When I was about twelve-years-old, someone was stealing lunch money from the lockers at school. As I’d recently been a bit flash with cash in the school sweetie shop (bet they don’t have those anymore!) a teacher wrongly accused me of the theft. I explained to her that it was ‘birthday money’ I was spending and that it wasn’t me who’d been stealing. A few days later, as I was getting stuff out of my locker, she came to tell me that she’d found out who had been responsible and had also checked my birthday date and could see that it hadn’t been me.
“It’s not fair that you thought it was me!”
“No, it’s not,” she said, “But the sooner you realise that life isn’t fair, the easier it’s going to be for you.”
It was one of those ‘Kodak moments’ that remains with me still. A nugget of wisdom that hit home and has never left me.
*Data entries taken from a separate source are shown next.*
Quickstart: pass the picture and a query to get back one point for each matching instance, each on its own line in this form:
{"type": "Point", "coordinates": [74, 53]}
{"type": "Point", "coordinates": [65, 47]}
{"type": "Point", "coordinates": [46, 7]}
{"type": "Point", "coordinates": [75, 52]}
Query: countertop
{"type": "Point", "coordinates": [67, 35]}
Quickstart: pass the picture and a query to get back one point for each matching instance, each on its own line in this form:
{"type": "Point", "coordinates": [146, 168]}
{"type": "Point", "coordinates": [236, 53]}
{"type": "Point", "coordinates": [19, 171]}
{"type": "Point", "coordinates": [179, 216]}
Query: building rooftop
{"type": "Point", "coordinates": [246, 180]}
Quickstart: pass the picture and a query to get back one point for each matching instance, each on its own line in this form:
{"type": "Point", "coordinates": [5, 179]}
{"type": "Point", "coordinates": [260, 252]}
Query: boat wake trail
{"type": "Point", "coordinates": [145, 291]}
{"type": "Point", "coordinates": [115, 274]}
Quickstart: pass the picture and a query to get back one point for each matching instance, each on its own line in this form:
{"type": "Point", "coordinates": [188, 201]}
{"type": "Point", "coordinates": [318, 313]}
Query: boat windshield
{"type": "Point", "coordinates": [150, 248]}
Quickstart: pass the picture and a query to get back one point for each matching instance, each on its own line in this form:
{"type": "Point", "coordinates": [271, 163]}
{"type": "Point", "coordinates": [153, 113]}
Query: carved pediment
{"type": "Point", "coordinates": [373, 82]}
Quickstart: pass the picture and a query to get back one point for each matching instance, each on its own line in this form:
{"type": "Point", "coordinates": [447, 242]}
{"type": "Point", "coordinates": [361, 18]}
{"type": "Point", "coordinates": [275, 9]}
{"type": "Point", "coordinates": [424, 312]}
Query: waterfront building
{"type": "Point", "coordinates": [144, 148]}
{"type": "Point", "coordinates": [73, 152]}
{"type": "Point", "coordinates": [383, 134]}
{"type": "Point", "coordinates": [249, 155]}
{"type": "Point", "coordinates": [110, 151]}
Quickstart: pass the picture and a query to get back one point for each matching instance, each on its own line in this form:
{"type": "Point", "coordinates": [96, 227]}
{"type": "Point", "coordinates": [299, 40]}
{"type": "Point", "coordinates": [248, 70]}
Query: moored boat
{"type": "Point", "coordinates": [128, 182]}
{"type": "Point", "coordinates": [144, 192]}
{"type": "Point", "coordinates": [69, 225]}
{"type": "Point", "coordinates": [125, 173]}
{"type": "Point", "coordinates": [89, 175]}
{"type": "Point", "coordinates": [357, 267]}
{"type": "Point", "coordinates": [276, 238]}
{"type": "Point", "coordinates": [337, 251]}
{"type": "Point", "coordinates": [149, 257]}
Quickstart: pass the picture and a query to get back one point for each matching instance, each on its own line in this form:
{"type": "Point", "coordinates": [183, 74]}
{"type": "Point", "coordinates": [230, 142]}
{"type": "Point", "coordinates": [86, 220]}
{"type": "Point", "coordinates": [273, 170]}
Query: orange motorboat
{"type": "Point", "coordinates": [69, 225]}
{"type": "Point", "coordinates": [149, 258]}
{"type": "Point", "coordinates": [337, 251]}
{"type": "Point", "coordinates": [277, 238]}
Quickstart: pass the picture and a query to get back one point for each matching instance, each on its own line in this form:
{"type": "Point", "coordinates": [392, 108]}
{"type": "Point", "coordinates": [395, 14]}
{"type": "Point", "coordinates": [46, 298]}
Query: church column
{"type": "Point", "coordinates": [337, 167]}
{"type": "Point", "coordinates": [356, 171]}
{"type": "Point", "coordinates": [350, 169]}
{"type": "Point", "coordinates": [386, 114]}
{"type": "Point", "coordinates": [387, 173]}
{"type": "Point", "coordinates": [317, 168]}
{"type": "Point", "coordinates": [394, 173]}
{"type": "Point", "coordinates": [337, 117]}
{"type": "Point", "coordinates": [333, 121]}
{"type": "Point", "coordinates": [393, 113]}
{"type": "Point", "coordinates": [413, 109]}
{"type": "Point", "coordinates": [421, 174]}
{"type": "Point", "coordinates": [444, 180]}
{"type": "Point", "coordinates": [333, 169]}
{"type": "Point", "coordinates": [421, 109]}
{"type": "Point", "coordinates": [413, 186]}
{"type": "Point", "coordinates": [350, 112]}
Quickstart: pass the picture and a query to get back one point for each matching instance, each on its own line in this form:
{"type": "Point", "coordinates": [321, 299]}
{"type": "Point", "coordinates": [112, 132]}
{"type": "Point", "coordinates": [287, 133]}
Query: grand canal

It’s helped me a lot over the years because life isn’t fair.
- Unknowingly spending the last of your fertile years taking loving care of someone sick – not fair
- Daily evidence of the shocking neglect and mistreatment of children yet being unable to be parents ourselves – not fair
- Watching those ex-partners you broke up with because they definitely didn’t want to have children go on to have kids in their next relationship, whilst you’ll be lucky to still conceive with your next partner – not fair
- Watching a friend whitewash their past in order to ‘hook’ a partner and manage to keep up the act long enough to have a child – not fair
- Never getting pregnant ‘accidentally on purpose’ only to end up childless as a result – not fair
- Being born without a fully functioning reproductive system – not fair
- Finally finding your soulmate but having to accept that they don’t want (more) children – not fair
- Spending your life savings and going massively into debt doing IVF only to be told by a family member that everyone thinks ‘you didn’t try hard enough and that you obviously didn’t really want a baby’ – not fair
- Working hard to become financially secure enough to take a year off for maternity leave, only for it to be too late – not fair
- Watching everyone you know have children and not only being left out of motherhood, but watching many of those friendships disappear too – not fair
- Listening patiently to your friend’s incessant baby & children talk, only to have your own interests completely ignored – not fair
- Being downgraded by your family and given the shitty room at celebrations (or maybe even a tent in the garden!) because you don’t have children – not fair
- Working all the holidays in your workplace because you’re not a parent – not fair
- Picking up the slack for your colleagues who are parents, yet never even getting a thank you, let alone the same in return – not fair
- Having society make unkind assumptions about you because you are not a mother – not fair
- Etc – add your own in the comments below!
LIFE IS UNFAIR.
Apart from that the fact that being obsessed with how unfair things are can often be a natural and healthy part of the grieving process, sometimes I wonder if the reason we may have such a hard time dealing with this fact is because we’ve grown up in a time of relative ease. Our parents, many of them Babyboomers, may have made being grown-up look like fun. They probably had jobs with great pensions (designed for a generation with a shorter lifespan) and perhaps grew rich on a rising property market. Maybe they even travelled, studied, partied and married & divorced & remarried with ease. And in doing so they may have made us believe that that’s what being grown-up was going to be like. Some of them may have grown up during the last years of the Second World War and all of them probably had parents who did. They knew these were the good times because they’d seen (or heard about) the alternative.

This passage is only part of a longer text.